Hizmetleri yaparken karşılarına çıkan tehditleri de yok edeceklerini vurgulayan Çavuşoğlu, "Bugün Afrin’de bu hareketi başlatıncaya kadar her türlü uyarıyı yaptık. Teröristlere yaptık. Onları uyardıkça, onlar bizim zafiyet gösterdiğimizi sandılar. Destek verenleri, silah verenleri uyardık. Onlara ideolojik olarak sempati duyanları da uyardık. ‘Bu bir terör örgütüdür’ dedik dinlemediler. Cumhurbaşkanımız, ‘Bir gece ansızın gelebiliriz’ dedi yine dinlemediler. Biz o zaman dedik ki biz de tepelerine bindik. Şundan emin olun yaptığımız iş hukukidir. Meşru müdafaadır. Uluslararası hukuka uygundur. BM Güvenlik Konseyinin kararlarına uygundur. Ne gerekiyorsa diplomasi için yaptık bilgilendirmeyi yaptık. Kimseden izin almadık. Herkese söyledik. BM, NATO komşu ülkelere, hatta ilişkilerimiz iyi olmadığı halde rejimin İstanbul başkonsolosluğuna bile nota verdik. Her şeyi kurallarına göre yaptık. Askerlerimiz girdi. Mehmetçiğimiz orada Rabbim onları korusun. ÖSO da orada. Dayanışma içinde nasıl Fırat Kalkanı bölgesini DAEŞ’ten temizlediysek Afrin’i de PKK ve YPG’den DAEŞ’ten temizleyeceğiz. Tertemiz edeceğiz" dedi.
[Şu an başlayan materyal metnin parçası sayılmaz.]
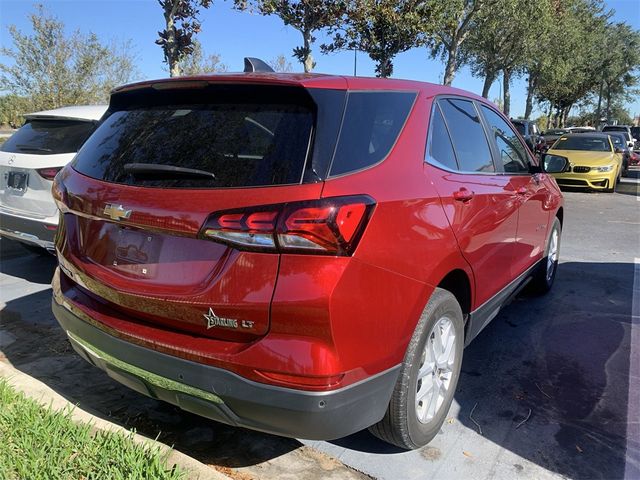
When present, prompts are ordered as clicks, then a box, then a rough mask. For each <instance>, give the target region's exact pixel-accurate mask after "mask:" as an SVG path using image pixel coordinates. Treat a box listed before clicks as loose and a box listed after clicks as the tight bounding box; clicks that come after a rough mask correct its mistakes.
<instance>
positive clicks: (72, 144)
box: [0, 119, 96, 155]
mask: <svg viewBox="0 0 640 480" xmlns="http://www.w3.org/2000/svg"><path fill="white" fill-rule="evenodd" d="M95 128H96V124H95V123H93V122H87V121H81V120H77V121H75V120H35V119H34V120H29V121H27V123H25V124H24V125H23V126H22V127H21V128H20V129H19V130H18V131H17V132H16V133H14V134H13V135H12V136H11V137H10V138H9V139H8V140H7V141H6V142H4V144H3V145H2V147H1V148H0V150H2V151H3V152H11V153H28V154H35V155H55V154H60V153H75V152H77V151H78V149H79V148H80V147H81V146H82V144H83V143H84V142H85V140H87V138H89V135H91V134H92V133H93V131H94V130H95Z"/></svg>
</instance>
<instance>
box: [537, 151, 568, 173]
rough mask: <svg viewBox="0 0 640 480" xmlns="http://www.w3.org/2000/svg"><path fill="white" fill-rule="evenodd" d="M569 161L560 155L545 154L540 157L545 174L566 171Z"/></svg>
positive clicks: (566, 169)
mask: <svg viewBox="0 0 640 480" xmlns="http://www.w3.org/2000/svg"><path fill="white" fill-rule="evenodd" d="M568 166H569V159H568V158H567V157H561V156H560V155H552V154H549V153H545V154H544V155H542V168H543V169H544V171H545V172H547V173H562V172H564V171H566V170H567V167H568Z"/></svg>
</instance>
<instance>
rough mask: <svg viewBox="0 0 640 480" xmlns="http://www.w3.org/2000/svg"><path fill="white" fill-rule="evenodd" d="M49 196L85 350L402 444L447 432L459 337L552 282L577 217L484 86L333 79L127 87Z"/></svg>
mask: <svg viewBox="0 0 640 480" xmlns="http://www.w3.org/2000/svg"><path fill="white" fill-rule="evenodd" d="M425 145H426V152H427V153H426V158H425ZM549 158H550V161H549V162H548V164H547V170H548V171H561V170H563V169H564V168H565V166H566V159H563V158H561V157H557V156H556V157H549ZM53 191H54V195H55V198H56V201H57V203H58V206H59V208H60V210H61V212H62V218H63V221H62V224H61V226H60V230H59V235H58V237H57V241H56V248H57V253H58V261H59V268H58V269H57V270H56V273H55V276H54V279H53V291H54V298H53V304H52V306H53V312H54V314H55V316H56V318H57V319H58V322H59V323H60V325H61V326H62V328H63V329H64V330H65V331H66V332H67V335H68V337H69V339H70V341H71V344H72V345H73V347H74V348H75V349H76V350H77V352H78V353H79V354H80V355H81V356H82V357H83V358H85V359H86V360H88V361H89V362H91V363H92V364H93V365H95V366H97V367H99V368H101V369H103V370H105V371H106V372H107V373H108V374H109V375H110V376H111V377H112V378H114V379H115V380H117V381H119V382H121V383H123V384H125V385H128V386H129V387H131V388H134V389H136V390H138V391H140V392H142V393H145V394H147V395H151V396H153V397H155V398H159V399H162V400H165V401H167V402H170V403H173V404H175V405H178V406H180V407H181V408H183V409H185V410H187V411H190V412H194V413H197V414H199V415H203V416H206V417H208V418H212V419H215V420H218V421H220V422H223V423H228V424H231V425H236V426H242V427H247V428H251V429H256V430H261V431H265V432H271V433H274V434H278V435H285V436H291V437H303V438H310V439H333V438H338V437H343V436H345V435H349V434H351V433H354V432H356V431H359V430H361V429H364V428H367V427H371V431H372V432H373V433H374V434H375V435H377V436H378V437H380V438H382V439H384V440H386V441H388V442H390V443H393V444H395V445H398V446H400V447H402V448H415V447H419V446H421V445H424V444H426V443H427V442H429V441H430V440H431V439H432V438H433V437H434V436H435V435H436V433H437V432H438V431H439V430H440V428H441V426H442V424H443V421H444V419H445V417H446V414H447V412H448V410H449V407H450V405H451V402H452V400H453V395H454V392H455V389H456V385H457V383H458V379H459V377H460V366H461V362H462V354H463V347H464V346H465V345H467V344H468V343H469V342H470V341H471V340H472V339H473V338H474V337H476V336H477V335H478V334H479V333H480V331H481V330H482V329H483V328H484V327H485V326H486V325H487V324H488V323H489V321H490V320H491V319H492V318H493V317H494V316H495V315H496V314H497V313H498V312H499V310H500V308H501V307H502V306H503V305H504V304H505V303H506V302H507V301H508V300H509V298H510V297H512V296H513V295H515V294H516V293H517V292H518V291H519V289H520V288H521V287H522V286H523V285H524V284H525V283H526V282H527V281H529V280H531V283H530V285H531V286H532V288H533V289H535V290H537V291H538V292H546V291H547V290H549V289H550V288H551V286H552V285H553V281H554V278H555V275H556V270H557V265H558V253H559V246H560V235H561V228H562V221H563V200H562V195H561V193H560V190H559V189H558V187H557V185H556V182H555V181H554V180H553V178H552V177H551V176H550V175H548V174H547V173H545V169H544V167H543V166H540V165H539V164H538V162H537V160H536V158H535V157H533V156H532V155H531V154H530V152H529V150H528V149H527V148H526V147H525V145H524V143H522V141H521V140H520V137H519V136H518V134H517V133H516V131H515V130H514V129H513V127H512V125H511V124H510V123H509V120H508V119H507V118H505V117H504V116H503V115H502V114H501V113H500V111H499V110H498V109H497V108H496V107H495V106H494V105H493V104H491V103H489V102H487V101H486V100H485V99H484V98H482V97H479V96H477V95H473V94H471V93H467V92H464V91H462V90H458V89H454V88H450V87H445V86H441V85H433V84H428V83H421V82H413V81H402V80H391V79H370V78H357V77H356V78H354V77H341V76H328V75H307V74H305V75H301V74H274V73H266V74H265V73H244V74H242V73H240V74H227V75H224V76H221V75H211V76H200V77H194V78H173V79H166V80H156V81H149V82H143V83H137V84H133V85H129V86H125V87H122V88H119V89H117V90H116V91H115V92H114V93H113V94H112V96H111V102H110V105H109V110H108V112H107V115H106V118H105V119H104V120H103V121H102V123H101V125H100V127H99V128H98V129H97V130H96V132H95V133H94V134H93V135H92V136H91V138H90V139H89V140H88V141H87V143H86V144H85V145H84V146H83V147H82V148H81V150H80V151H79V152H78V155H77V156H76V158H75V160H74V161H73V162H72V164H70V165H69V166H67V167H65V168H64V169H63V171H62V172H61V173H60V175H58V176H57V177H56V181H55V184H54V189H53Z"/></svg>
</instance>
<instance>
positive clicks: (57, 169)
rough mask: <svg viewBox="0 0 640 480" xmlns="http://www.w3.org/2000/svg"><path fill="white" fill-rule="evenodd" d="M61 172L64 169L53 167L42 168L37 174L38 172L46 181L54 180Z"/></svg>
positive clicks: (57, 167)
mask: <svg viewBox="0 0 640 480" xmlns="http://www.w3.org/2000/svg"><path fill="white" fill-rule="evenodd" d="M60 170H62V167H51V168H40V169H38V170H36V172H38V175H40V176H41V177H42V178H44V179H45V180H53V179H54V178H55V176H56V175H57V174H58V172H59V171H60Z"/></svg>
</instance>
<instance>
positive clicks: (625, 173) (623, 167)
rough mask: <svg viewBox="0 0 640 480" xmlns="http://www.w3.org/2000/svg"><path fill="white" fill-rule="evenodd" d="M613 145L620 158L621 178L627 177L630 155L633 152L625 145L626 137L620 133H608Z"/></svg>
mask: <svg viewBox="0 0 640 480" xmlns="http://www.w3.org/2000/svg"><path fill="white" fill-rule="evenodd" d="M608 135H609V136H610V137H611V142H612V143H613V148H614V149H615V151H616V152H618V153H619V154H620V155H621V156H622V174H621V175H622V176H623V177H628V176H629V165H631V154H632V153H633V150H632V149H631V148H629V145H627V137H626V136H625V135H624V133H622V132H608Z"/></svg>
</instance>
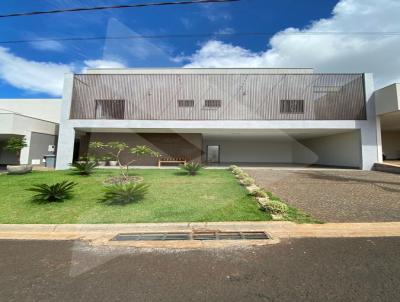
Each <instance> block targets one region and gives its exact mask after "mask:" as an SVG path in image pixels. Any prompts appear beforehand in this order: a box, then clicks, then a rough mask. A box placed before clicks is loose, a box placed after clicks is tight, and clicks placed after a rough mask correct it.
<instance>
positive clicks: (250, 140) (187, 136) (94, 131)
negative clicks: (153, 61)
mask: <svg viewBox="0 0 400 302" xmlns="http://www.w3.org/2000/svg"><path fill="white" fill-rule="evenodd" d="M373 92H374V87H373V78H372V75H371V74H316V73H313V70H312V69H103V70H89V71H88V72H87V73H86V74H69V75H66V78H65V83H64V94H63V104H62V114H61V122H60V134H59V140H58V152H57V169H66V168H68V165H69V163H71V162H72V161H73V160H74V159H77V158H79V156H83V155H86V154H87V153H88V143H89V142H90V141H103V142H107V141H115V140H120V141H125V142H127V143H129V144H131V145H136V144H140V145H142V144H146V145H149V146H150V147H152V148H154V149H156V150H158V151H159V152H160V153H162V155H163V156H165V157H172V158H177V157H184V158H186V159H187V160H193V161H201V162H206V163H213V164H218V163H221V164H229V163H246V164H271V163H279V164H304V165H312V164H318V165H327V166H342V167H354V168H360V169H365V170H370V169H371V168H372V166H373V164H374V163H375V162H378V161H380V160H381V158H382V150H381V143H380V133H379V119H378V118H377V116H376V114H375V102H374V97H373ZM135 164H137V165H148V164H151V165H154V164H156V161H155V160H154V159H147V160H141V161H138V162H136V163H135Z"/></svg>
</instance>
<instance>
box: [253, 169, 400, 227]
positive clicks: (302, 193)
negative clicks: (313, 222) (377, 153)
mask: <svg viewBox="0 0 400 302" xmlns="http://www.w3.org/2000/svg"><path fill="white" fill-rule="evenodd" d="M246 172H247V173H249V174H250V175H251V176H252V177H253V178H254V179H255V180H256V182H257V184H258V185H259V186H261V187H263V188H265V189H266V190H267V191H270V192H272V193H273V194H274V195H276V196H278V197H280V198H281V199H282V200H285V201H286V202H287V203H289V204H291V205H293V206H295V207H297V208H299V209H301V210H303V211H304V212H306V213H308V214H311V215H312V216H314V218H317V219H319V220H322V221H325V222H383V221H400V175H397V174H390V173H382V172H375V171H359V170H276V169H246Z"/></svg>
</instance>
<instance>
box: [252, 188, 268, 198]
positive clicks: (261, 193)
mask: <svg viewBox="0 0 400 302" xmlns="http://www.w3.org/2000/svg"><path fill="white" fill-rule="evenodd" d="M250 195H252V196H254V197H260V198H266V197H268V194H267V193H266V192H265V191H264V190H262V189H256V190H253V191H251V193H250Z"/></svg>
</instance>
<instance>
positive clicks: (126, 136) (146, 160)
mask: <svg viewBox="0 0 400 302" xmlns="http://www.w3.org/2000/svg"><path fill="white" fill-rule="evenodd" d="M81 141H82V143H81V150H80V152H81V156H83V155H85V154H86V150H87V146H88V142H94V141H100V142H111V141H121V142H125V143H127V144H128V145H129V146H131V147H134V146H135V145H146V146H149V147H150V148H152V149H153V150H155V151H158V152H159V153H160V154H161V155H162V157H184V158H186V159H187V160H191V161H200V160H201V146H202V136H201V134H197V133H185V134H174V133H90V135H89V136H88V137H83V138H81ZM102 154H105V153H104V152H97V155H102ZM130 159H132V156H131V155H129V154H128V153H127V152H125V153H124V154H123V155H122V160H123V161H124V162H127V161H129V160H130ZM156 164H157V159H154V158H140V159H138V160H137V161H136V162H134V163H133V165H156Z"/></svg>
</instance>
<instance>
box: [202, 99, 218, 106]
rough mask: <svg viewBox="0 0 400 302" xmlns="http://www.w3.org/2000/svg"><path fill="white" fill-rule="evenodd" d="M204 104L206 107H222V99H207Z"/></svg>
mask: <svg viewBox="0 0 400 302" xmlns="http://www.w3.org/2000/svg"><path fill="white" fill-rule="evenodd" d="M204 105H205V106H206V107H221V100H206V101H205V103H204Z"/></svg>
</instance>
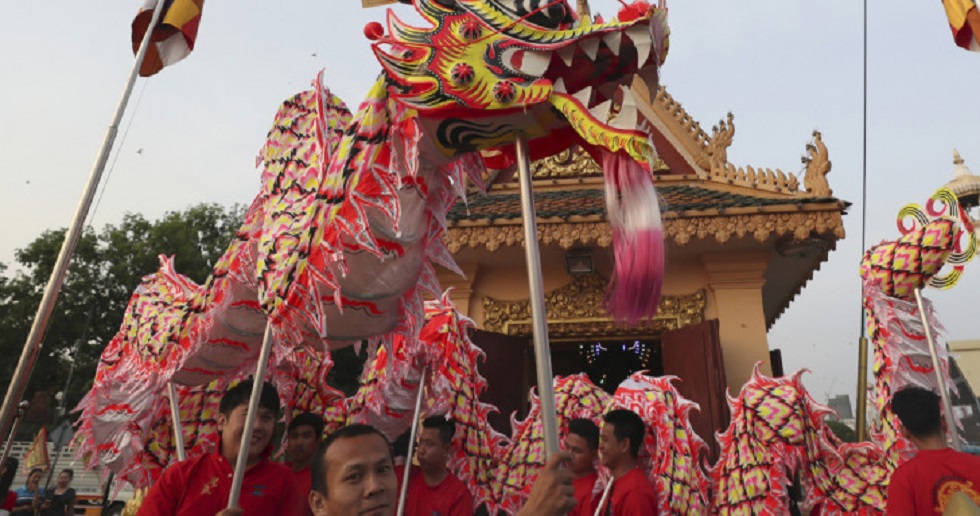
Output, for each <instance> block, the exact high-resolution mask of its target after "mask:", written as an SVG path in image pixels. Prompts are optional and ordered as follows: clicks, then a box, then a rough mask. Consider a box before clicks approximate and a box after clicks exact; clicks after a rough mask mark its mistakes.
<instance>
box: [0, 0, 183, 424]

"Bize afra tafra yapmasın"

"Bize kimse akıl vermesin" diyen Mevlüt Çavuşoğlu, "Hele hele ders hiç vermesin. İnsani konularda kimse bize bir hatırlatmada bile bulunmasın. İnsani konularda dünyada Türkiye’den daha hassas bir ülke, daha hassas bir millet yoktur. İnsani yardımlarda dünyada açık ara birinci ülkeyiz milli gelire göre. Türkiye’deki 3,5 milyon Suriyeli'ye ev sahipliği yaparken kimse bize siviller ne olacak diye soru sormasın. Dünyadaki mazlumların yardımına koşan ilk ülke olurken oradaki sivillerin hali ne olacak diye kimse soru sormasın. Varsa bir katkın gel yap. Varsa bir düşüncen gel söyle. Terör örgütüne karşı mücadelemize doğrudan eleştiri yapamayıp da dolaylı yönlerden kamuoyu baskısından bir şey söylemiş olmak için bize gelip de kimse afra tafra yapmasın. Bizim üzerimizden iç siyaset popülizmi yapmasın kimse. Hele hele söylemediklerini Recep Tayyip Erdoğan’a söyleyemediklerini söyledik gibi sonra açıklamalara da koymasınlar. Türk milleti de tüm dünya da bilir ki Recep Tayyip Erdoğan kimsenin lafının altında kalmaz" ifadelerine yer verdi.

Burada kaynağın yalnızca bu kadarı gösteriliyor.